Chopped by Benard Ogembo
1

Financing will be key to Africa’s Post Covid 19 Green Recovery.

SDG 1 SDG 8 SDG 17

Since the Covid-19 was declared a global pandemic in March 2020, by the World Health Organization (WHO), countries, societies, and individuals have struggled to respond to the its devastating effects on health systems, economies, trade, and human wellbeing.

While Africa has been spared the pandemic’s harshest health impacts, it has experienced a heavy economic burden.

The response and recovery to the continents post Covid 19 green recovery will heavily be dependent on finance.
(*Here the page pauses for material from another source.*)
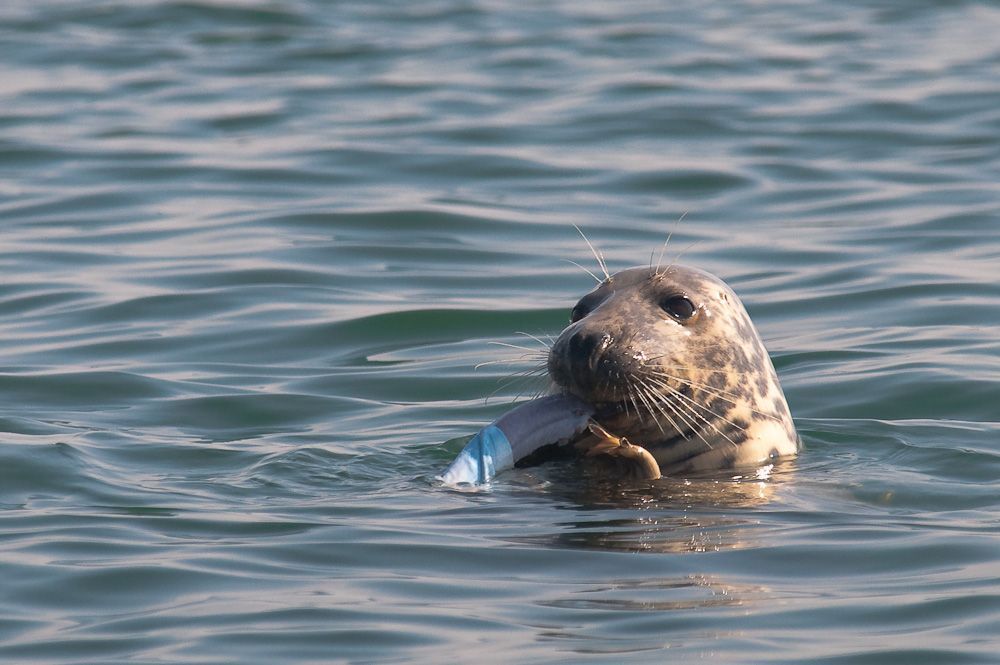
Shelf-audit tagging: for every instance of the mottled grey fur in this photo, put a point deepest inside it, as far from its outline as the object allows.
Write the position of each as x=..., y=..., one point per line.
x=698, y=394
This is the key enabler of governments’ in the region’s ability to provide healthcare, support the economic recovery and for the private sector to resume their businesses.

The economic crisis caused by the pandemic has demonstrated the need to for Africa to rethink its development model, as the world contemplates emerging from the pandemic and aims to build back economies quickly following the current shock and ensure resilience against future ones.

A critical part of the recovery will be to figure out how policymakers, the private sector, and development partners can help formalise informal businesses and make the sector more resilient to future shocks.

Even as we focus on the post-pandemic recovery, progress toward the United Nations Sustainable Development Goals and the African Union’s Agenda 2063 must be the key guiding actors.

Prospective tools to attain this should factor in innovative financing for recovery and initiatives to manage emerging risk; putting in place social safety nets and other measures aimed at the most vulnerable; and partnerships to galvanize public and private investments.

Therefore, there is need to turn to longer-term recovery and the major hangover from these positive responses is concerns about debt sustainability.

Preceding Covid-19 crisis, five African countries were in debt distress (Eritrea, South Sudan, Zimbabwe, Gabon and Mozambique) with another 12 countries facing high risk of distress.

Given their tight budgetary constraints and limited access to finance from foreign markets, many African countries have turned to international financial institutions (IFIs), including the African Development Bank, as lenders of last resort.

IFI credit has supported health financing and sustained livelihoods during the pandemic.

These financial partners working should continue to find ways to revive economic growth and lessen debt burdens on development.